In the files of the Oberfinanzdirektion Berlin Brandenburg another “process” was preserved, which also did not show him in a particularly positive light. In the spring and summer of 1944, Hermann Twelkemeyer tried to transfer his life insurance policy, which he had taken out together with Erna, to himself. However, the insurance company had already expressed its doubts to the tax authorities as to how the property shares of the Jewish ex-wife, who was one of the subscribers to the contract, should be handled in a legally correct manner. The insurance company knew that the German state was claiming the assets of the murdered for itself down to the last penny. Quite “legally”. According to the 11th Ordinance to the Reich Citizenship Law (one of the “Nuremberg Laws” of 1935), the assets of the “expatriates” were completely forfeited to the German Reich after their death.

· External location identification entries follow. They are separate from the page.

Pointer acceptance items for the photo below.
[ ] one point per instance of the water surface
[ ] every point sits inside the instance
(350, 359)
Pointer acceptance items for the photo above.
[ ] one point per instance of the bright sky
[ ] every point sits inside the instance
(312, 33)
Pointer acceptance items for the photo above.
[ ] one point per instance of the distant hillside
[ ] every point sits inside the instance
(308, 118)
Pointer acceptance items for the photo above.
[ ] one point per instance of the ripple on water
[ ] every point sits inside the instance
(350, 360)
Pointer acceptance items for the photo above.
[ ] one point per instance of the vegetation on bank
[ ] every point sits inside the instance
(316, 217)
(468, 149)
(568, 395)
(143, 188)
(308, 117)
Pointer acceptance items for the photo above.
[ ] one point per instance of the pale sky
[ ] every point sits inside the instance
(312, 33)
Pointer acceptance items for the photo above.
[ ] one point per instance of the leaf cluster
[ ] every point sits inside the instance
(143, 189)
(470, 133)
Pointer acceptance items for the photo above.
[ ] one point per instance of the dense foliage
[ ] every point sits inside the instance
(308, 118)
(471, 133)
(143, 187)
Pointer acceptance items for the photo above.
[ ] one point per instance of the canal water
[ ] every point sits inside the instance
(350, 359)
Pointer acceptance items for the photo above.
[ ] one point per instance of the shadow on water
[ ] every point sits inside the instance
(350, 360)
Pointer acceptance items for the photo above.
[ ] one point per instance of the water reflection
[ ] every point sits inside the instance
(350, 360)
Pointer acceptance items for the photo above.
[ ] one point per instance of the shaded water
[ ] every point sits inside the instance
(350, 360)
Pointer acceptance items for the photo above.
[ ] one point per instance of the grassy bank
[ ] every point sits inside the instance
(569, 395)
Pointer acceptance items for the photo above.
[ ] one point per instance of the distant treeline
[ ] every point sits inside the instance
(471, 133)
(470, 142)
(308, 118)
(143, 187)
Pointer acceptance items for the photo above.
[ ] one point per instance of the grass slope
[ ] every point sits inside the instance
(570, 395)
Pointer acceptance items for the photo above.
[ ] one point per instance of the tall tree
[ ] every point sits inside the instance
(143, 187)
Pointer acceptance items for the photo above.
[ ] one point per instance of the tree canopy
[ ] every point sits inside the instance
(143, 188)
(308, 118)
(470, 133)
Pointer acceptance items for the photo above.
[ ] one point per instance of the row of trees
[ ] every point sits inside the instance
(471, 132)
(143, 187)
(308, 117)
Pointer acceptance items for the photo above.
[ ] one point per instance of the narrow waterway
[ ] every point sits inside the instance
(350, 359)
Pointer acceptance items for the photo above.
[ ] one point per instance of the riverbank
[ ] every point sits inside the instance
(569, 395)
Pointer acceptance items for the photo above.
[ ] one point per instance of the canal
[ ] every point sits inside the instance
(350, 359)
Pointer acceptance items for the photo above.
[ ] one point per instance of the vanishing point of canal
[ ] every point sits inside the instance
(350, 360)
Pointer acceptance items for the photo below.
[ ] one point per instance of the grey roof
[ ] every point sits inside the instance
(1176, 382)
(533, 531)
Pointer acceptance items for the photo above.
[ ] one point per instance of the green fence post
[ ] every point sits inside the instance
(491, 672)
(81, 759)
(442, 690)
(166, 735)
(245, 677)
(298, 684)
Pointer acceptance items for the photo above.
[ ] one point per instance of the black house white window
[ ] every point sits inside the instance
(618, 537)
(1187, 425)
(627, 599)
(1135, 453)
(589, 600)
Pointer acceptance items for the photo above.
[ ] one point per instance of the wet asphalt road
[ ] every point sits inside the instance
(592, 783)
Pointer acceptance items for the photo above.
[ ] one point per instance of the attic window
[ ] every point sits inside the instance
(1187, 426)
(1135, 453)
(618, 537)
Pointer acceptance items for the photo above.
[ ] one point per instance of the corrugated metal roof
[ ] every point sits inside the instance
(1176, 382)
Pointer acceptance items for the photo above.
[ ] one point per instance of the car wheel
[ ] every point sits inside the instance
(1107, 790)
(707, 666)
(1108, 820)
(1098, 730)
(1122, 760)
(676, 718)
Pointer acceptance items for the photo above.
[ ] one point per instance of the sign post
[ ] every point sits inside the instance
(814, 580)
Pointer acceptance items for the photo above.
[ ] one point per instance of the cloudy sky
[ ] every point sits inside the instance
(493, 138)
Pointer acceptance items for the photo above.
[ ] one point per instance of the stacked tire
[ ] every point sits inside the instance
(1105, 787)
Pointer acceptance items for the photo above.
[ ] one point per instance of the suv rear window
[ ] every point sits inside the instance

The insurance company showed itself willing to accept Hermann Twelkemeyer as the sole beneficiary in life insurance– but only under the condition that the tax authorities renounced their share of the assets of the “expatriates”. They were to certify in writing that the tax authorities had renounced the “Jewish” part of the life insurance they had already saved. The Finance Department, however, apparently sensed larger amounts that could be lost to the Reich and so inquired about the divorced Jewish woman in Berlin. It asked the ex-husband for a statement. On May 10, 1944 – more than a year after the death of his ex-wife in Auschwitz – Twelkemeyer wrote to the authorities:

“In the meantime, since my wife is Jewish, I was divorced. I don’t know where my divorced wife is.”

That sounds neutral and plausible. On August 8, 1944, however, he added more:

“As for your further inquiries, I would like to inform you that my divorced wife was born in Nordhausen on 10 June 06. Where she went after the divorce is unknown to me. I assume that she is no longer in Germany. I further declare that my divorced wife was completely without assets and did not bring any assets into the marriage. I cannot go any further, since I did not take care of this woman again, nor did I receive any news from her”.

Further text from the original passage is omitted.